愛と欲望のアラサー

バツイチアラサーの趣味とか仕事とか

コードギアスと私

一番好きなマンガを聞かれると答えに三日間ほど悩みそうだけれど、

一番好きなアニメを聞かれたら、答えは決まっている。

私にとって特別で、圧倒的な存在のアニメ、それがコードギアスだ。

 

一期の頃は、まだ大学生だった。

夜中、友人とメッセンジャーで会話しているといつの間にか始まっていて、

なんとなく毎週観ていたアニメ。

「どっちが受けかな」なんてしょうもないツッコミしかしていなかったアニメが特別なものになったのは、

忘れもしない「血染めのユフィ」の回だ。

 

その前の週も相変わらずメッセンジャーをしていて、いつもの友人と「来週ユフィやばそうだね」なんて軽く話していた。

その翌週。私たちの会話は一時凍りついた。

こんな展開になるなんて…こんなことが起こってしまうなんて…。そのときの衝撃は今も覚えている。

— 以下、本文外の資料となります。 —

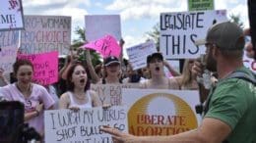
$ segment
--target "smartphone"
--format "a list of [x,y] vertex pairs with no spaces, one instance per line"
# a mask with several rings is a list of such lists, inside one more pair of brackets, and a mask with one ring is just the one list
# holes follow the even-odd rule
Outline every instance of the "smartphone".
[[256,60],[256,1],[248,0],[248,14],[250,21],[251,42],[254,50],[254,60]]
[[0,102],[0,142],[16,142],[24,124],[24,104],[18,101]]

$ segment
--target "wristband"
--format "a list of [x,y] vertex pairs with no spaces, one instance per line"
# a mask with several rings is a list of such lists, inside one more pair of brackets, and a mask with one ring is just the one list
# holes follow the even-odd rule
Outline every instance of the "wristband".
[[40,114],[39,111],[37,111],[37,110],[35,110],[35,113],[36,113],[35,117],[38,117]]

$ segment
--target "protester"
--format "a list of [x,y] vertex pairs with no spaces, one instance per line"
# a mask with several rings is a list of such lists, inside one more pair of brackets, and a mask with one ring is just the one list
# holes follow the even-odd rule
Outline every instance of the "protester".
[[[110,127],[103,127],[101,130],[112,134],[116,143],[255,142],[255,85],[242,78],[231,78],[231,75],[238,71],[253,77],[253,73],[242,62],[244,47],[242,29],[230,22],[216,24],[210,27],[206,39],[201,44],[207,47],[206,68],[218,72],[219,83],[211,90],[206,101],[204,119],[197,129],[172,136],[147,137],[133,136]],[[198,64],[195,63],[192,69],[195,73],[200,73],[202,71]]]
[[53,85],[45,85],[44,86],[46,90],[48,91],[49,95],[54,100],[55,104],[53,105],[53,110],[59,109],[59,97],[57,95],[56,88]]
[[81,64],[73,64],[67,72],[67,92],[60,97],[60,109],[82,109],[100,106],[96,92],[90,90],[87,72]]
[[54,100],[47,90],[32,82],[33,66],[28,60],[17,60],[13,66],[17,82],[0,89],[8,101],[20,101],[25,105],[25,122],[43,135],[43,111],[52,109]]
[[9,84],[9,81],[4,76],[4,70],[0,68],[0,87]]
[[[243,33],[245,36],[250,36],[250,28],[244,29]],[[246,43],[245,52],[248,58],[253,58],[255,56],[255,51],[253,50],[253,45],[251,42]]]
[[134,71],[130,63],[127,64],[126,72],[127,77],[123,78],[123,83],[139,83],[145,80],[141,70]]
[[151,78],[141,83],[141,88],[151,89],[178,89],[175,80],[168,78],[163,73],[163,57],[160,53],[153,53],[147,57],[147,67]]

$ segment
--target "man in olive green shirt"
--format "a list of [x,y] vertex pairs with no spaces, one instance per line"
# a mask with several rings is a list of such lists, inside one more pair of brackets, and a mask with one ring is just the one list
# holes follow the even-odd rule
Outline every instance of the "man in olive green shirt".
[[[205,104],[205,117],[195,130],[172,136],[138,137],[110,127],[101,130],[113,135],[115,143],[256,143],[256,92],[255,85],[240,79],[229,78],[240,71],[252,73],[243,66],[244,36],[242,29],[233,23],[224,22],[212,25],[205,44],[206,68],[217,72],[219,83],[212,88]],[[202,74],[200,63],[193,66],[195,74]]]

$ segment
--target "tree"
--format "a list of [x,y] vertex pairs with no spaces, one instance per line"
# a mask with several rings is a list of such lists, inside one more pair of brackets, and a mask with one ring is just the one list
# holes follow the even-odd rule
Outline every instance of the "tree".
[[[71,47],[74,50],[78,51],[79,60],[83,62],[83,61],[86,60],[86,57],[85,57],[86,54],[85,54],[85,51],[82,50],[82,49],[79,49],[79,47],[84,45],[85,42],[86,42],[86,40],[85,40],[86,39],[85,29],[78,26],[78,27],[76,27],[75,33],[77,35],[79,35],[79,37],[72,41]],[[93,63],[94,66],[98,65],[99,63],[101,63],[100,60],[99,60],[100,57],[99,57],[99,55],[96,52],[91,51],[90,53],[91,53],[92,63]],[[83,62],[83,63],[85,63],[85,62]]]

ギアスが暴走したあの回で、私たちもギアスにかかっていたのかもしれない。

 

ただ、そのときは「凄いアニメだ」と思っただけに留まり、

一期最終回の二話が別放送されたときには新社会人となっていたタイミングもあって、そこまで心を持っていかれるようなことはなかった。

 

二期が放送されている間も、毎週録画して観ていたけれど、仕事や環境の変化に追われ、なかなか集中して観たり、感想を言い合うようなこともできなかった。

最終回を初めて観たときの自分の心境も思い出せない。

 

ただ、HDDにはずっと、最終回を残していた。録画データを消せなかった。

まだまだ容量の少ない、DVDしか再生できないHDDには、一年経っても、あの最終話のデータが残り続けていた。

 

そして、転勤した私は当時の恋人とも別れ、時間を持て余していて、なんとなくHDDに残っていたその最終話を視聴した。

正確には、ラスト二話を残していたので、あの二話を観て、そして、転がり落ちた。

 

レンタルショップに行って全話を一気に再視聴し、当時の感想や考察をネットで見て周り、スザルル沼にもハマった。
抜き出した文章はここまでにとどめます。